Poetry in the American Renaissance

          The use of poetry by Edgar Allen Poe, Walt Whitman, and Emily Dickinson throughout the entire semester allowed me to further my capacity to recognize each of them through their specific styles of writing. I enjoyed the consistency of studying these three prominent writers from the American Renaissance era. At this point in the semester, it’s evident that their spectrum of writing poetry varies, with Poe using formal verse, Whitman exploring more free verse, and Dickinson falling somewhere in between the two. Having three varying forms helped to solidify the uniqueness of this time period. By specifically focusing on lyric poems from these three authors, we can identify their style that separates each from one another, but also see ways in which they relate.

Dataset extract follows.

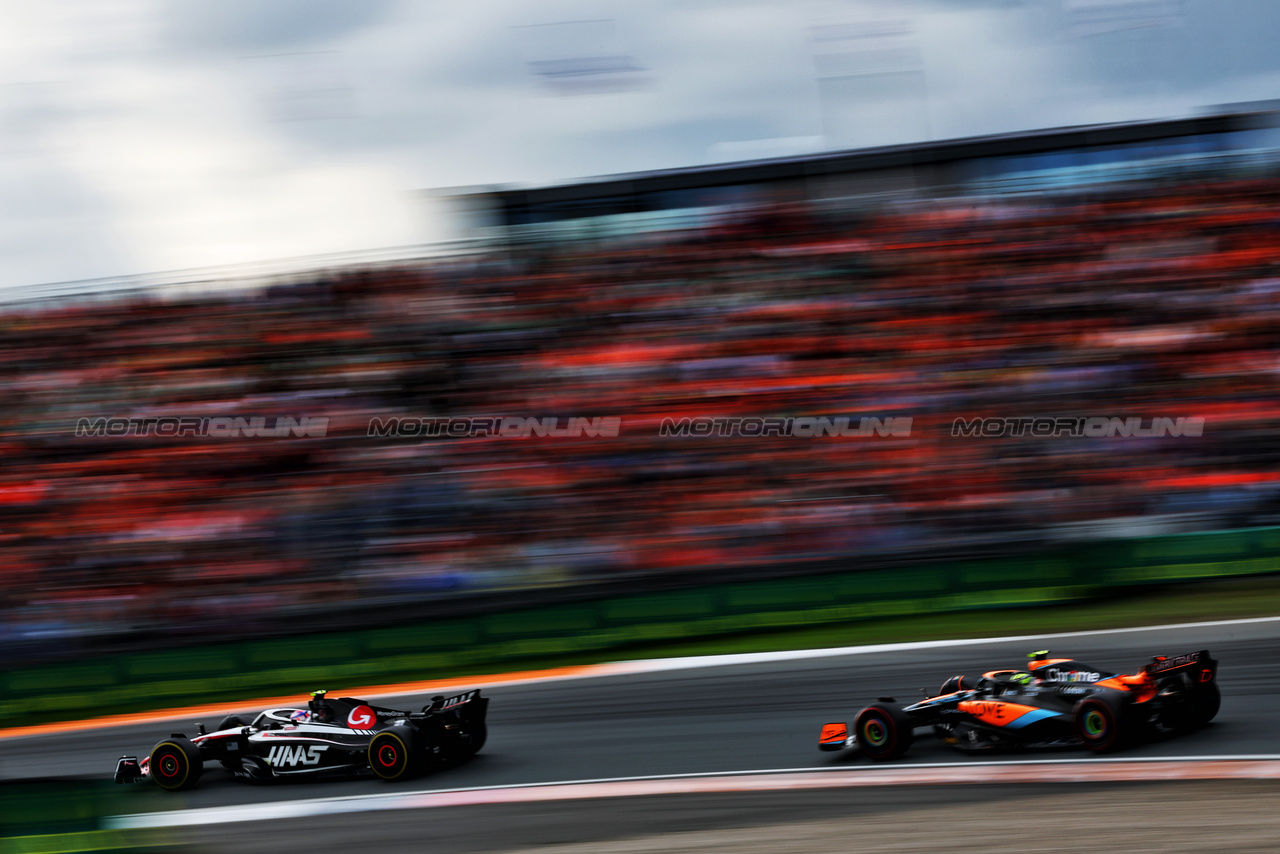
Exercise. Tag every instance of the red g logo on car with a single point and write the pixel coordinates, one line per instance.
(361, 717)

In Poe’s “The City in the Sea,” we see the traditional form of poetry that consists of four stanzas with a different rhyme scheme to each. Immediately, by observing Poe’s content, we recognize this is Poe through his evocation of the gothic. With Death being personified in the very first line, it’s evident that Poe is setting the foundation of the poem to be correlated with darkness and ruin. Phrases like “melancholy waters,” “sculptured ivy and stone flowers,” and “gaping graves” further Poe’s use of the Gothic that make him easily identifiable. Further, by Poe excelling in traditional verse and rhyme scheme, the reader gets a sense of inevitable doom (and fate) of what is to come to the fictional city in the sea. The form allows for a reading of sing-songy lines in which can be told like a folktale or story.

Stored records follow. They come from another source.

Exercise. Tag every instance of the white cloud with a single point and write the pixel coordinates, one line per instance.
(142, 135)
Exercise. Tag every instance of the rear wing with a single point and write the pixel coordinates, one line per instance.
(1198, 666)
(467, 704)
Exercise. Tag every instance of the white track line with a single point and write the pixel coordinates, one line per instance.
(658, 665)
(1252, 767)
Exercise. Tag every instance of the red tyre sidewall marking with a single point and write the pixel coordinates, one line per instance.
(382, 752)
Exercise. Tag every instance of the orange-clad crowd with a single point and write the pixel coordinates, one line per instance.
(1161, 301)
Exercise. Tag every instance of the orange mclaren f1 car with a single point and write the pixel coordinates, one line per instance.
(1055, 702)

Much like we are able to identify Poe, I feel like Whitman similarly has his own, personal style of writing poetry. Though it’s free verse, meaning it defies the traditional rhyme and meter that we’ve seen previously in Poe, Whitman style of writing is adjusted amongst his themes. For example, in “When I heard the Learn’d Astronomer,” Whitman uses the same word “when” as a recurring start in each of the first four lines. This repetition adds to the poem by giving it a stuffy, monotonous feeling, much like the astronomer’s lecture. By writing this way, Whitman essentially tries to show how the astronomer’s vigorous calculations and precise measurements negate the beauty of observing nature on one’s own. He writes: “Till rising and gliding out, I wander’d off by myself, / In the mystical moist night-air, and from time to time, / Look’d up in perfect silence at the stores.” The beauty in Whitman’s writing, and specifically this poem, portrays the very essence of his style: the need for imperfection in art, and how to not question it, but appreciate it.

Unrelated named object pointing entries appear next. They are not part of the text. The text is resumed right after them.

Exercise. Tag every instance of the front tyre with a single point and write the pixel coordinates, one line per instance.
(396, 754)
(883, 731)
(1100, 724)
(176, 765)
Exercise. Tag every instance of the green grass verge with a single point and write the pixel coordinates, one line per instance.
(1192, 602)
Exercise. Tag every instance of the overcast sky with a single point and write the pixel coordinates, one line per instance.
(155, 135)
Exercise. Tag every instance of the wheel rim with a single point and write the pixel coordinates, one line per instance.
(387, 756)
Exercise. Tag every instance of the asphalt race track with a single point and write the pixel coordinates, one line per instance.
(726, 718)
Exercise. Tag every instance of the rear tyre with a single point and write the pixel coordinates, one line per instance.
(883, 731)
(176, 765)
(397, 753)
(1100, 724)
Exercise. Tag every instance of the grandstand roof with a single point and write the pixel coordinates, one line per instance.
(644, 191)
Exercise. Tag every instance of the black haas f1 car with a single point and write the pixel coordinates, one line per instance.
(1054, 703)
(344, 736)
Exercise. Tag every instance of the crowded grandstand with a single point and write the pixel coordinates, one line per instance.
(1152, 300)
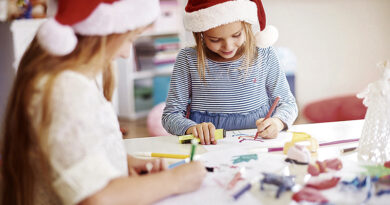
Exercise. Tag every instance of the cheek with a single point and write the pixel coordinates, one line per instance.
(212, 46)
(240, 41)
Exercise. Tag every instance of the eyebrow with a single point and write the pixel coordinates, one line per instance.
(232, 34)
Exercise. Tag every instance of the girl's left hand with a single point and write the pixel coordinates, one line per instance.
(269, 128)
(137, 166)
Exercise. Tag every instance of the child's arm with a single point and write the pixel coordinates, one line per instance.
(150, 188)
(277, 86)
(173, 118)
(270, 127)
(204, 131)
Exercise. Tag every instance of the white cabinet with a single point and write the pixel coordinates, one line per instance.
(139, 84)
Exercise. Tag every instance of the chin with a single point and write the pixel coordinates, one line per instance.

          Dickinson explored her own style of writing, falling somewhere between traditional poetry and innovative form. As we’ve discussed in lectures, Dickinson was famous for her signature dashes: an outlet for allowing her freedom of free verse, though often sticking to traditional verse. For example, in [I heard a Fly Buzz When I Died], she defies confinement to traditional verse by use of the dashes. Further, her actual rhymes are oftentimes half rhymes, which also account for her unique style of writing. By experimenting with freedom of writing, it is also at times easy to identify her writing much like we can Poe and Whitman.

          One important similarity I have gathered from these three poets is their ability to portray the use of Transcendentalism by Whitman and the Gothic by Poe and Dickinson. While they often have obvious differences from one another in regards to their style and content, they still seem to correspond with each other from this era. By comparing the three in relation to one another, it would seem that they each can appreciate an often, other-worldly, aspects. Whitman explores the wonder and beauty of nature, and the apparent need to not question the order of things. Dickinson, specifically in this poem, alludes to the fly as a form of horror; an implication of Death. And of course, Poe also emerges his entire poem into the gothic. Whitman, Poe, and Dickinson each seem to infer the mystical dimension in their poetry.

          Following these three authors for the entire semester has been a continual learning process. It has been made clearer (every week) how to, not only identify their writings, but to appreciate the context from the time period. Their differences, innovation, and personal writing styles continue to remain canonical, and rightfully so.